What would be done to that person?
They’d be forced out.
Yet Brian Cashman is still defended with such silliness as this article in today’s NY Times about the pitching issues the Yankees have had and comparisons to the far more successful Tampa Bay Rays’ method of building pitchers, keeping them healthy and productive.
Here’s the relevant quote from the piece:
“I know they have a lot younger guys, but Pineda’s young and he just went down,” Cashman said. “I know the innings here are more stressful than the innings there, no doubt about that. Throwing 100 pitches in New York versus 100 pitches in Tampa are two different stresses. The stress level’s radically different on each pitch.”
Cashman neglects to add why the Yankees’ young pitchers have been so stressed. The Rays don’t go start-to-start for a rotation spot with one bad game cause for a demotion—and they have the depth to do it if they chose to.
The Rays don’t cause a media frenzy when a pitcher isn’t throwing 99-mph fastballs as expected on March 5th as the Yankees did with Pineda.
The Rays don’t have a cookie-cutter program for their pitchers that they cling to in the face of repeated mistakes. They see what works and when it doesn’t, they try something else.
And the Rays treat their pitchers with an personal concern for the mental aspect of the game that the Yankees clearly don’t.
Currently the only thing preventing that trade from being called the aforementioned catastrophe is that Campos’s diagnosis (so far) is elbow inflammation and Noesi and Montero are still finding their way in the big leagues. If Campos is seriously hurt and Noesi and Montero get past the nascent phase of their careers and start to come of age, then what? Are we going to get another series of caveats that “you never know with pitchers”? Or are we going to hear that Montero and Noesi didn’t have the “makeup” for New York?
No one wants to hear about the “process” anymore. The Yankees are not “process” driven. For an organization that views any season that doesn’t end in a championship as an overt failure, there’s no room for “well, we’ll see” with pitchers like Pineda who was going to be a key component for this year’s championship run. No one wants to hear about a 19-year-old kid, Campos, when the Yankees have faltered in developing every hotshot young starter that’s been touted as the next big superstar over the past fifteen years.

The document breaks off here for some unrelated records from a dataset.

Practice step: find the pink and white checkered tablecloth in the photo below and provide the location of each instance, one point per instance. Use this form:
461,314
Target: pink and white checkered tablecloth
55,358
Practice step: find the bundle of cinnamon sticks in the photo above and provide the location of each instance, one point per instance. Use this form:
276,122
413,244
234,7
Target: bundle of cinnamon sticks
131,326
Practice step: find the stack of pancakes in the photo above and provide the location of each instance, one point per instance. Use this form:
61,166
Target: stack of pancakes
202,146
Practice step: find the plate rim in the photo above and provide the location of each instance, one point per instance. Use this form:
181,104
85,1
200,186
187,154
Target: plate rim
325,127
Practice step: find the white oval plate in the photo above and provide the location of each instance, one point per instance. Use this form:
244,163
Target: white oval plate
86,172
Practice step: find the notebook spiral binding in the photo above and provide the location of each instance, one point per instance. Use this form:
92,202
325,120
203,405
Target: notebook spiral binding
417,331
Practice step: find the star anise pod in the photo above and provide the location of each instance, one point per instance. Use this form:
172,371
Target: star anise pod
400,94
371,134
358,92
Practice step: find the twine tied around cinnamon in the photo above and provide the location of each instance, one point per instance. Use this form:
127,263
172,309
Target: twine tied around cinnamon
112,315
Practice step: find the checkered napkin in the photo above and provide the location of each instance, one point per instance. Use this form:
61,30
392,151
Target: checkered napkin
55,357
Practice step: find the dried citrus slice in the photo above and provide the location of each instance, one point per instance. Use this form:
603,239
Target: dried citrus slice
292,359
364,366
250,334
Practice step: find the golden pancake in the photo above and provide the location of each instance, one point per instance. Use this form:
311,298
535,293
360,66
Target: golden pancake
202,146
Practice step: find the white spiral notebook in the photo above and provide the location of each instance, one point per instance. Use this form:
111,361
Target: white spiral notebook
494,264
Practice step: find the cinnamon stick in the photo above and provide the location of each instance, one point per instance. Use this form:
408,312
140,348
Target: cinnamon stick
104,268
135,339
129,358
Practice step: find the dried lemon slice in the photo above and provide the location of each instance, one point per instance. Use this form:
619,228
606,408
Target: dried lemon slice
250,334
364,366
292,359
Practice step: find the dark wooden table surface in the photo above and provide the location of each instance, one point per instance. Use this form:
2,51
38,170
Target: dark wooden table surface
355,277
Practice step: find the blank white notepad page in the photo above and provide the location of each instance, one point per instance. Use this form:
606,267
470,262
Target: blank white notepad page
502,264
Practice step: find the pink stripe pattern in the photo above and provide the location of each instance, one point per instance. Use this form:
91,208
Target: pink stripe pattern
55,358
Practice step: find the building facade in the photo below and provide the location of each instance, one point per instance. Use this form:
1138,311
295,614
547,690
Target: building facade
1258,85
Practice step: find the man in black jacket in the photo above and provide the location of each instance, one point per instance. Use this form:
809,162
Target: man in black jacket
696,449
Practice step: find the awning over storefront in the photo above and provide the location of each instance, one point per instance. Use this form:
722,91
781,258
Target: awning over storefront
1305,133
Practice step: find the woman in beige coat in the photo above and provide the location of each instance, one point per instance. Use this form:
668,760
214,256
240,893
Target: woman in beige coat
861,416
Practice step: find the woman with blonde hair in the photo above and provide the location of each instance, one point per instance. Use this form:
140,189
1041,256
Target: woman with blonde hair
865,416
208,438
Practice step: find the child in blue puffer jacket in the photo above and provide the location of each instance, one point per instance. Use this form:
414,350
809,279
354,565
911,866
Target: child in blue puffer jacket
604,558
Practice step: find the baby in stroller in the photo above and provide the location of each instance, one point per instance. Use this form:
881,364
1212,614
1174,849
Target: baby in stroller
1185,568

It’s enough with the parsing.
The arrogance is stifling and tiresome. There’s a perception that even when the Yankees lose, they still win. Cliff Lee beat the Yankees with the Rangers in 2010? Okay, we’ll just sign him and he’ll be with us. But he didn’t want to sign with the Yankees. Maybe it wasn’t because he didn’t appreciate the privilege of being part of the rich tapestry of history inherent with the world’s most recognizable franchise; it might be because he didn’t appreciate his wife being spit on and cursed at during the ALCS; or maybe he just preferred the Phillies and the National League.
He doesn’t have to give a reason.
But it still comes back to controlling the story; to twisting reality to fit a narrative as Kay does with his insipid soliloquies.
And it goes back to searching the YES Network website for news about the injury to Campos and coming up with absolutely nothing as if the pitcher doesn’t exist.
Go on. Search it. Click here and see what comes up when conducting a websearch on the site of the YANKEES owned broadcasting arm by typing “Jose Campos”.
In their world, he’s whitewashed. That’s at least until they can use him to validate their continued delusions. Then we won’t stop hearing about him. Until then, he’s a ghost.
Such is life under an out-of-touch dictatorship whose glossy façade is coming apart piece-by-piece.